Passau, the City of Three Rivers, Is a Popular Stop on Danube River Cruises:
|RIVER CRUISE GUIDE – PASSAU|
PARIS & THE HEART OF EUROPE – UNIWORLD RIVER CRUISE – DAY 5:
Passau was a destination that we were very much looking forward to visiting on our Vienna to Paris river cruise and for a while it was touch and go as to whether we would be able to stop at this historic city. If ever there was any city that would be susceptible to river flooding, it must be Passau. Famously known as the City of Three Rivers, Passau sits on the confluence of three rivers – the Danube, Inn, and Ilz rivers.
A City Prone to Flooding
Passau is a city that is used to flooding and on the wall of the Town Hall, you can see a historical record of some serious floods that have devastated the town in the past. The June 2013 Danube River flooding however was an all time record. It was the worst Danube flood in over 500 years with flood waters reaching 3.06 metres. With television footages showing a very submerged Passau, we had little hopes of being able to visit Passau on our cruise. We were extremely delighted when our boat, the River Princess, pulled into town – a day earlier, it would not have been possible.
From our river boat mooring at the western end of town (near landing place 13), we walked along the Fritz-Schaffer Promenade and were surprised to see a very normal Danube river-front. There were no traces of mud-matted grass or mud-caked promenade and the place didn’t look like a town that’s just been through the worst flooding in its history.
Our guide Sonia walked us along the river-front to show us how quickly Passau had recovered from the Danube flooding. But just in case we thought that the floods might have somehow missed this end of town, she pointed out to businesses like the Blauer Bock Gasthof and others that had been devastated by the overflow of the Danube, and were in the process of being rebuilt. Passau’s very quick recovery from the Danube flooding was with the assistance of its 10,000-strong university students. They played a big role in the clean-up of Passau and for which the town is very grateful.

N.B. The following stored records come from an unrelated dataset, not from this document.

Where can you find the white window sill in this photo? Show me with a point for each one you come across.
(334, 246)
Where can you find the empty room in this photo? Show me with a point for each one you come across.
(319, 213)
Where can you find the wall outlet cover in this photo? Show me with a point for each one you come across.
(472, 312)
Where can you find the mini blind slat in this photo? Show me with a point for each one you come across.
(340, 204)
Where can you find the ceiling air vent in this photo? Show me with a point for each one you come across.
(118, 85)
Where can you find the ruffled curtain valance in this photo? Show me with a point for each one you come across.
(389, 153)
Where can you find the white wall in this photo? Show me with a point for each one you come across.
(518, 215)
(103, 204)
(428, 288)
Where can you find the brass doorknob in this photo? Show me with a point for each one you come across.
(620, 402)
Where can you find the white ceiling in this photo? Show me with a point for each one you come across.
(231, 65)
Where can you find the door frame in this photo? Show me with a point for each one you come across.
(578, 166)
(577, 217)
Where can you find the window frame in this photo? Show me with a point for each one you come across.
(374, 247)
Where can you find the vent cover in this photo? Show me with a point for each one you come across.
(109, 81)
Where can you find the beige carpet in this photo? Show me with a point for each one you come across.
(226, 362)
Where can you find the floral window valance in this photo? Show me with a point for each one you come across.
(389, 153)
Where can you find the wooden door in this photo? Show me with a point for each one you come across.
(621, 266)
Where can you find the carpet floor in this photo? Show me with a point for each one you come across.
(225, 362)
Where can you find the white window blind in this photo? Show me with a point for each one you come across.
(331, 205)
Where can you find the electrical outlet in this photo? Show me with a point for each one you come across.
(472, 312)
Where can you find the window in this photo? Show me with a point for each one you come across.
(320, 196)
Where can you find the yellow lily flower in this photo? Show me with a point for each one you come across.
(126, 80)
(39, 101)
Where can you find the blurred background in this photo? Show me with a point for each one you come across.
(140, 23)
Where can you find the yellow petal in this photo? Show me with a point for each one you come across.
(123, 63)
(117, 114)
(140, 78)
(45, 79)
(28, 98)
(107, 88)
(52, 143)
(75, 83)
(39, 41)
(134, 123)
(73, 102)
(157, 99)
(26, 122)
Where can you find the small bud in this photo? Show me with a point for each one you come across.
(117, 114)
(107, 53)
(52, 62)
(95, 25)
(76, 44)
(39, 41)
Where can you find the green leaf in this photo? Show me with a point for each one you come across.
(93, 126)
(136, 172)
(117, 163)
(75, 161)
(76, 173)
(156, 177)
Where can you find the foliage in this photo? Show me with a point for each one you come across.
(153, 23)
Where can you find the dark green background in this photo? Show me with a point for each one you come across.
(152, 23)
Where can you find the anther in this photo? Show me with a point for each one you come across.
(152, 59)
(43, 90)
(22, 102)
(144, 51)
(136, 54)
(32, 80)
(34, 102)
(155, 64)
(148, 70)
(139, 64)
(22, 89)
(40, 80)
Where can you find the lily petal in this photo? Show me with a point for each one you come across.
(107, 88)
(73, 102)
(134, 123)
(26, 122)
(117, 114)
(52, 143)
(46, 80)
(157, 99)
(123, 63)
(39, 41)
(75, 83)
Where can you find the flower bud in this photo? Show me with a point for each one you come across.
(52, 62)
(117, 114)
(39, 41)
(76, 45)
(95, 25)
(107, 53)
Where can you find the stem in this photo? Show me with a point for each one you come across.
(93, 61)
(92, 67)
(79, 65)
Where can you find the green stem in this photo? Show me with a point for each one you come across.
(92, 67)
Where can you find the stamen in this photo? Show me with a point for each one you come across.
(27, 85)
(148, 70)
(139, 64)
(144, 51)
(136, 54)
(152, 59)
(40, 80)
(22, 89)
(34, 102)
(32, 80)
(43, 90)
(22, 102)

From Fritz-Schaffer Promenade, we turned into Marktgasse and in the Rathausplatz are the Town Hall with its distinctive tower, the tourist office and the Glasmuseum Passau. If you like glass, this museum has information on glass manufacturing from 1650 to 1950 and it also houses glass objects by world-renowned artists. From the Rathausplatz we walked to the higher part of the old town and at Residenzplatz we went into the Neue Residenz for a quick look at the rococo staircase and the famous Johann Georg Unruhe ceiling fresco depicting the gods of Olympia worshipping the eternal town of Passau. In front of the Neue Residenz is the Wittelsbach brunnen, built in 1903 to commemorate 100 years of Passau belonging to the electorate of Bavaria.
The main attraction in the Residenzplatz is Dom St Stephan (St Stephen’s Cathedral). While our guide ducked off to get tickets for the organ concert, we had a few minutes to walk around the square. The St Stephen’s organ is said to be the biggest cathedral organ in Europe and its organ concerts are very popular with visitors. By the time we entered the cathedral, the place was packed. The organ concerts are on at 12.00 noon daily from May to September.
More Things to do in Passau
Our morning hour-long sightseeing tour of Passau was very brief and we were glad that we had time in the afternoon to explore the town in more detail on our own. In front of the Town Hall we caught the shuttle
Back in town, we walked to the eastern tip of the peninsula to see the point where the Danube, Inn and Ilz rivers meet. Passau is the only town in the world that can claim to be in the unique position of sitting at the meeting point of three rivers.
To get back to our boat, we walked along the the Inn River front and saw some different sights of Passau such as the Mariahilf Kloster which we unfortunately did not have the time to visit. A little along, we came across the Schaiblingsturm, a remnant of Passau’s old fortification. At the Church of St. Michael, a classical concert was just beginning and I remembered that Passau’s annual Europäische Wochen festival was on.
As light was fading, it was time to return to the River Princess. We were glad that we got to stop at Passau and were able to see so much of the sights of this town. So we too were grateful to the students of Passau University for their amazing task in cleaning up the town so quickly.